During his visit here, Raheen met with National Museum of Korea director Kim Young-na on Tuesday and, on Wednesday, the Minister of Culture, Sports and Tourism Yoo Jinryong to discuss ways South Korea can help boost Afghan archival technology, cultural preservation and cooperation in archeology.

Raheen said a great deal was accomplished rebuilding the cultural fabric of his country from years of war, chaos and misrule, but described the last 30 years of Afghan history as a “nightmare.”

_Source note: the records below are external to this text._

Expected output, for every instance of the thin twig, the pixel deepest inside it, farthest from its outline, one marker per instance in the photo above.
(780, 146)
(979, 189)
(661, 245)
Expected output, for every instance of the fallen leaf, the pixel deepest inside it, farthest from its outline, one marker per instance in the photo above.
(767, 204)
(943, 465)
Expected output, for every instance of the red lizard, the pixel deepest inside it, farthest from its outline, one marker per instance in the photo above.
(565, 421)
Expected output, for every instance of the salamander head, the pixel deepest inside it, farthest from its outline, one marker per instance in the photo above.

He served in the ministry of culture before the Soviet Union invaded in 1979. He worked with the Afghan resistance throughout the 1980s, only to leave the resistance in 1991 two years after the Soviets were forced out of the country. He returned with the U.S. invasion in 2002 when he re-joined the ministry. Raheen said the single greatest accomplishment of the ministry over the last 10 years was in securing freedom of expression.

Since the Taliban were pushed out of the country in 2002, Afghanistan has built 150 radio transmitters, 50 TV transmitters and helped establish over 1,000 newspapers and magazines.

Raheen’s attention is now focused on preserving 1,200 historical monuments in danger of collapse, including buildings, minarets, ancient statues and mosques.